Microsoft CEO Satya Nadella apologises for gender pay gap comments
Microsoft head Satya Nadella has apologised following his comments on the gender pay gap
Microsoft CEO Satya Nadella has backtracked on comments he made regarding female workers asking their employers for pay rises, claiming his response was simply "inarticulate" and thus misconstrued.
Speaking at an event, Nadella sparked widespread Twitter reaction when he claimed women not asking for a pay rise from their boss would be "good karma," and could mean they're looked on more favourably in the long-term.
When asked about how women should approach asking for a pay rise, he said: "It's not really about asking for a raise, but knowing and having faith that the system will actually give you the right raises as you go along."
The chief responded to criticism by dubbing his comments an "inarticulate" statement regarding women in the IT industry, and added in a tweet that he believed the gender pay gap needs to be closed.
Later, a full blog post was posted on Microsoft's website clarifying Nadella's intentions behind the comments, appearing as an email to all employees with the subject line, "RE: Empowering Others."
In it, he wrote: "It was great to spend time with so many women passionate about technology. I was honoured to be a part of it and I left the conference energised and inspired.

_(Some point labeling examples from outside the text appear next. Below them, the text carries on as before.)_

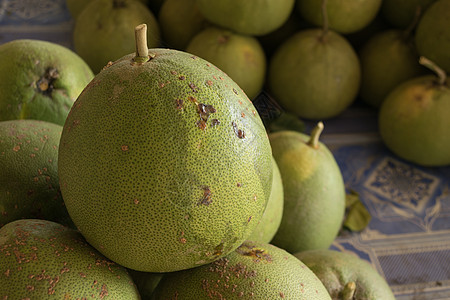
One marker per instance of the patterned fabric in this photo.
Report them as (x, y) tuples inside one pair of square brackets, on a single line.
[(408, 238)]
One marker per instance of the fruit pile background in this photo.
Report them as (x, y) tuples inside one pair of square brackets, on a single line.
[(408, 237)]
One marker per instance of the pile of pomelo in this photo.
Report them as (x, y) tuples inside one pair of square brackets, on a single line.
[(137, 167)]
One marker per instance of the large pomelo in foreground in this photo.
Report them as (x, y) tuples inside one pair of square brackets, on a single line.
[(255, 270), (164, 162)]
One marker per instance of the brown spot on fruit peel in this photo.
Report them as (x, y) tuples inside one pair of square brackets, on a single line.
[(45, 83)]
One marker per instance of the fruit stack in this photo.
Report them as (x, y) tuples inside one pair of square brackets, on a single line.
[(136, 165)]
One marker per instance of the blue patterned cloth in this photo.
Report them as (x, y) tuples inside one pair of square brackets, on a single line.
[(408, 238)]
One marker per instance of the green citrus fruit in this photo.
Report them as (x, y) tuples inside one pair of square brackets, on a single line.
[(271, 219), (39, 80), (346, 276), (413, 120), (315, 74), (253, 271), (41, 259), (314, 191), (251, 17), (240, 56), (164, 162), (102, 31), (29, 186)]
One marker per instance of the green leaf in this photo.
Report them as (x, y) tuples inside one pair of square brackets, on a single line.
[(357, 217), (287, 121)]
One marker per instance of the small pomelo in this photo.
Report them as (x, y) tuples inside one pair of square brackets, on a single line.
[(346, 276), (344, 16), (180, 21), (387, 59), (271, 219), (413, 119), (102, 31), (253, 271), (40, 259), (39, 80), (314, 191), (240, 56), (250, 17), (164, 162), (433, 34), (29, 184)]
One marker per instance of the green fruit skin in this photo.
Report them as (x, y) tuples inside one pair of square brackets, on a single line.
[(22, 64), (413, 121), (177, 31), (240, 56), (253, 271), (401, 13), (29, 183), (149, 186), (271, 219), (336, 269), (344, 16), (387, 60), (433, 34), (314, 193), (315, 79), (40, 259), (104, 33), (251, 17)]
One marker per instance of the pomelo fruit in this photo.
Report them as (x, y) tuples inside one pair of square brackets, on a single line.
[(180, 21), (344, 16), (346, 276), (314, 191), (39, 80), (413, 119), (387, 59), (314, 74), (400, 13), (102, 31), (251, 17), (164, 163), (240, 56), (432, 35), (271, 219), (40, 259), (253, 271), (29, 184)]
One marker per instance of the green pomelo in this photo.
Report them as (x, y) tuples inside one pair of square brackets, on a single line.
[(102, 31), (164, 162), (271, 219), (433, 34), (314, 192), (180, 21), (39, 80), (29, 186), (240, 56), (41, 259), (387, 59), (315, 74), (344, 16), (253, 271), (75, 7), (414, 123), (346, 276), (251, 17), (400, 13)]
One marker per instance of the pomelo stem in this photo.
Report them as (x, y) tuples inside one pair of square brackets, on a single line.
[(315, 134), (140, 34), (325, 19), (349, 291), (435, 68)]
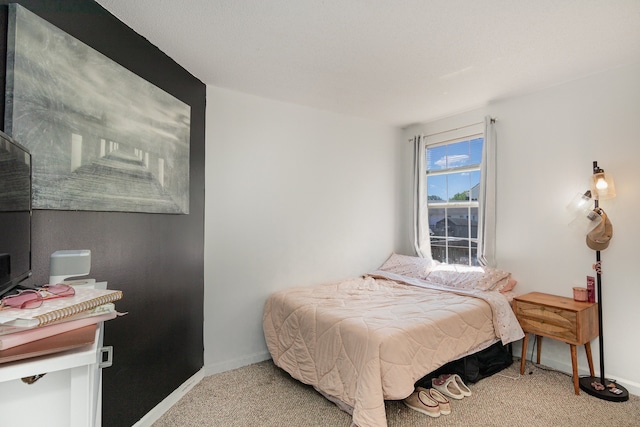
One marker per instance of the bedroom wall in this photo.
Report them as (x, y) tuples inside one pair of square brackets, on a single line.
[(295, 196), (546, 144), (155, 259)]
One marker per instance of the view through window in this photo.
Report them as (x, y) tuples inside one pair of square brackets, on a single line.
[(453, 183)]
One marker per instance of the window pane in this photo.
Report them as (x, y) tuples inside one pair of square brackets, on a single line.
[(437, 222), (458, 255), (473, 213), (458, 222), (438, 249), (437, 158), (474, 182), (436, 188), (476, 151), (458, 187), (458, 154)]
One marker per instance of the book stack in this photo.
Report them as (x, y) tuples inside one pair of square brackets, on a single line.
[(88, 306)]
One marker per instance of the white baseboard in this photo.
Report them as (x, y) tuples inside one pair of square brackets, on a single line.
[(154, 415), (562, 366), (228, 365)]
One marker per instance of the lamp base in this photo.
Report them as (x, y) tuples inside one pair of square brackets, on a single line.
[(606, 394)]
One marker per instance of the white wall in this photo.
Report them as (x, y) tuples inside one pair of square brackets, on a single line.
[(546, 144), (294, 196)]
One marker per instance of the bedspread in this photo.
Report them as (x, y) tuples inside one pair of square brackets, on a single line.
[(367, 339)]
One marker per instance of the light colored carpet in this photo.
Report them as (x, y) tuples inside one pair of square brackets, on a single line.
[(262, 395)]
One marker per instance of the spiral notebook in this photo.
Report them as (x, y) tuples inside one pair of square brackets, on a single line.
[(54, 310)]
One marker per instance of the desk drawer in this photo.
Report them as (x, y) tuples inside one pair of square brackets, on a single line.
[(547, 321)]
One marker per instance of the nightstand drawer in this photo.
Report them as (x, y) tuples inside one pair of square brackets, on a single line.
[(557, 317), (549, 321)]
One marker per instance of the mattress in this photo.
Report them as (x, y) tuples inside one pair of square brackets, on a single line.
[(367, 339)]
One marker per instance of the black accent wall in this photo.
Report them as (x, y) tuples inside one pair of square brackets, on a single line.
[(155, 259)]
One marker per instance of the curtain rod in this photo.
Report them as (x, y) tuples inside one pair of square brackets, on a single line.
[(493, 120)]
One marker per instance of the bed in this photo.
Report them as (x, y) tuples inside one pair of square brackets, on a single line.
[(364, 340)]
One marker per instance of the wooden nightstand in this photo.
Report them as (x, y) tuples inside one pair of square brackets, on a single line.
[(564, 319)]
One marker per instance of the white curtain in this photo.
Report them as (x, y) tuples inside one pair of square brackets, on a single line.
[(421, 238), (487, 197)]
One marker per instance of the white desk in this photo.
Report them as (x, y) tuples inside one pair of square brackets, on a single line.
[(69, 395)]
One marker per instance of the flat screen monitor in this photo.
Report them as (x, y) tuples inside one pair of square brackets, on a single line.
[(15, 213)]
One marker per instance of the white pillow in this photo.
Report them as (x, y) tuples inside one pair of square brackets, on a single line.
[(468, 277), (409, 266)]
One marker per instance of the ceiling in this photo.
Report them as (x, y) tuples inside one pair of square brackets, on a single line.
[(393, 61)]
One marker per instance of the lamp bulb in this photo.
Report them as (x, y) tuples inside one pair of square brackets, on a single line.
[(601, 184)]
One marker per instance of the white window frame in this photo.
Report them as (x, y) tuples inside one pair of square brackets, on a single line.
[(464, 133)]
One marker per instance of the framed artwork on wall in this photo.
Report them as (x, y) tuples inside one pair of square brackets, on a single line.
[(101, 137)]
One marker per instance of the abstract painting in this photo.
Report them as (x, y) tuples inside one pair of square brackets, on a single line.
[(101, 137)]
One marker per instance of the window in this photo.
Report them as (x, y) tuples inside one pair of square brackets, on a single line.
[(452, 185)]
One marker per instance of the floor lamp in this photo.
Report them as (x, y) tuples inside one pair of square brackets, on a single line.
[(602, 187)]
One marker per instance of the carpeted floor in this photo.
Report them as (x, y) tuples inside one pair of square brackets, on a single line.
[(262, 395)]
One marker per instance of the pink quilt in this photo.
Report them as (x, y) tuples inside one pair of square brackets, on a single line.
[(364, 340)]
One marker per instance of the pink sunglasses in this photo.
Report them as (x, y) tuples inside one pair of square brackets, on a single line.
[(32, 298)]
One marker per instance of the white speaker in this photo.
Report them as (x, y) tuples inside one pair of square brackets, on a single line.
[(69, 263)]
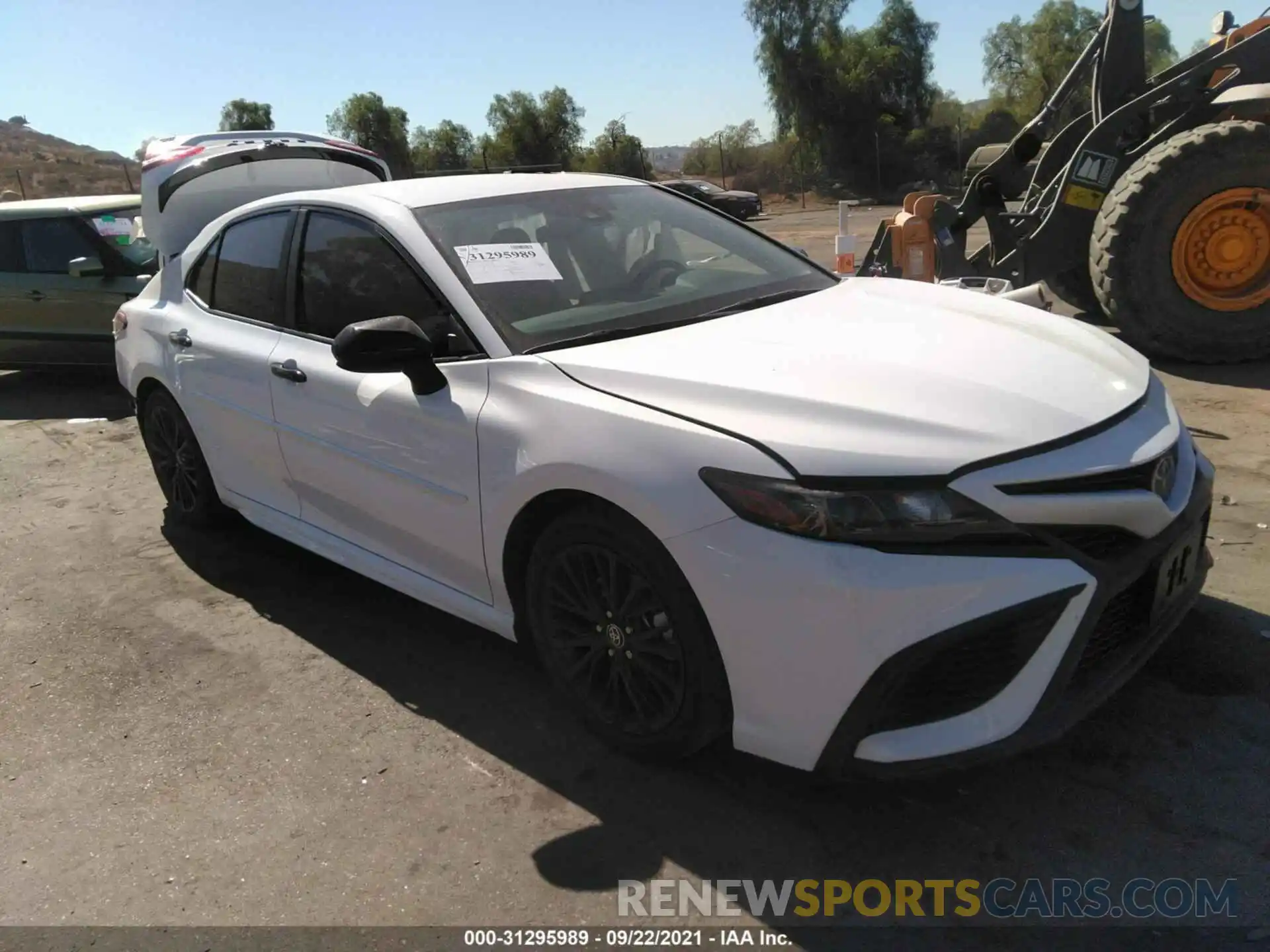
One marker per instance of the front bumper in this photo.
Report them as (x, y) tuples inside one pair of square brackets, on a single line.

"Toward the end of the interview, Maria asked me what advice I would offer women who are not comfortable asking for pay raises (sic). I answered that question completely wrong. Without a doubt I wholeheartedly support programs at Microsoft and in the industry that bring more women into technology and close the pay gap.
"I believe men and women should get equal pay for equal work. And when it comes to career advice on getting a raise when you think it's deserved, Maria's advice was the right advice. If you think you deserve a raise, you should ask."
Figures released back in June revealed a growing gender gap in the industry, with women only making up 18 per cent of the IT workforce in the UK, compared to 22 per cent in 2001.